The company has a consistent history of increasing its dividends over the last two decades - with a dividend yield of 3.02%. The company has grown its quarterly dividends at an average annual growth rate of about 9% since 2009. Currently, PG pays an annual dividend of $2.41 per share. Over the last year, the company distributed cash dividends of $6.52 billion. In addition to the dividends, the company also bought back shares worth $6 billion, which takes the total cash returned to shareholders to $12.5 billion.

The sustainability of the dividends is usually gauged by the payout ratio. The payout ratio based on free cash flows for PG is decent among its industry peers, mentioned in the table below. The total dividends paid for the last year were $6.52 billion and the free cash flows for the same period were $10.87 billion, which puts the payout ratio of PG at around 60%. In my opinion, companies with around 60% payout ratio have sizable room to further grow their dividends in the future. The capital expenditures for the company stood at $4 billion in the last year, with an increase of mere 1.1%, compared to the previous year, primarily targeted to support capacity expansion, innovation and cost savings. PG also reported a 12% increase in the operational cash flows over the last year, which should allow the company to grow its future dividends without having an impact on the payout ratio. We have used Unilever (NYSE:UL) and Colgate-Palmolive (NYSE:CL).

Dividend Per share

Average Growth in five years

Dividends Paid (Billions)

Free cash flows (Billions)

Payout Ratio



















Source: Morningstar and SEC Filings

It is evident from the table that the dividend growth of PG holds a decent average among other peers in the industry. Despite a high payout ratio, the company has been able to grow its dividends at an impressive rate over the last five years. PG's current payout ratio gives it some room to further grow its dividends without putting too much pressure on the cash flows. Moreover, the constant capital spending over the last two years and large cost reduction effort, hoping to cut $10 billion in five years, has enabled the company to generate robust free cash flows to grow its dividends in the coming years.

Future Prospects

PG's performance proved to be strong over the last year, with organic sales growth of 3%. The company started to restore growth in the American market that represents over one third of PG's sales and nearly half of its profits. The company is also focusing on delivering efficient operational processes which could reduce the costs and improve manufacturing productivity. Subsequently, the company reduced its costs associated with external marketing spending by more than $10 billion over the period of five years. The cost-cutting aims to restructure the company in order to tackle the slow growth in the developed markets and aggressive expansion in developing markets. The developing markets also started to pay-off with organic sales growth of 8% for the last year.
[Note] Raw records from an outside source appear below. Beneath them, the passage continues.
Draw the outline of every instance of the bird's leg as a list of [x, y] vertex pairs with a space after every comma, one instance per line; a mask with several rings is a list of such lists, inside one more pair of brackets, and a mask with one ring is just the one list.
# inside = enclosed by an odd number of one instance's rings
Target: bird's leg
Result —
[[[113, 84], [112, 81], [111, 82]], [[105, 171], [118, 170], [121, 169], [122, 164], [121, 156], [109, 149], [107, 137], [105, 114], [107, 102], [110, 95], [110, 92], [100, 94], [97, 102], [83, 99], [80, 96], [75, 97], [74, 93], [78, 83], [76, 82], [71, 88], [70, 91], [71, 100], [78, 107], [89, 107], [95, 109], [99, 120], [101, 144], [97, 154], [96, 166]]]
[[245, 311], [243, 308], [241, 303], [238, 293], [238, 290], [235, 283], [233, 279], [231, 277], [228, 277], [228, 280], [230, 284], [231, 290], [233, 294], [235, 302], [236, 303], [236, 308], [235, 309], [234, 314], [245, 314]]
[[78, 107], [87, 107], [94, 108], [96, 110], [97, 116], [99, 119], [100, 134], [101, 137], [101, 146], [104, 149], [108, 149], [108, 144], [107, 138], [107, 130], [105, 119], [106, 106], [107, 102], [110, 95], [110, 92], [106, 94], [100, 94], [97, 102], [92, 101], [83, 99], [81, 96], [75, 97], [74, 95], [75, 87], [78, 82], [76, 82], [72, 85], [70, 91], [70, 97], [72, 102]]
According to the company, each business unit will be permitted to let overall overhead costs rise to no more than 2% over the year.

Innovation plays an important role in the development of consumer goods industries. PG also followed the path and opened a $199 million research facility in Singapore, which is the largest facility in the country and will serve as an international hub for PG's hair, skin and home care and personal health & grooming products. Asia is the fastest growing region and the purpose of developing this research center is to plan for meeting the expected demand from the region by taking into account the requirements of the specific market.


Procter & Gamble struggled hard after the recession to maximize the shareholders return. The company returned capital to the investors through increased dividends and share repurchases, despite nearly stagnant sales volumes. However, the company has been able to stabilize the earnings in with a mix of cost cutting efforts and expansion into the rapidly growing regions. The analysis of the dividends and cash flows shows that the company has further room to grow dividends without putting too much pressure on the cash flows. We believe Procter & Gamble is a solid dividend pick.

Disclosure: I have no positions in any stocks mentioned, and no plans to initiate any positions within the next 72 hours.

Business relationship disclosure: I have no positions in any stocks mentioned, and no plans to initiate any positions within the next 72 hours. IAEResearch is not a registered investment advisor or broker/dealer. This article was written by an analyst at IAEResearch and represents his/her personal opinion about the companies mentioned in the article. The article is for informational purposes only and it should not be taken as an investment advice. Investors are encouraged to conduct their own due diligence before making an investment decision. I am not receiving any compensation (other than from Seeking Alpha) for this article, and have no relationship with the companies mentioned in the article.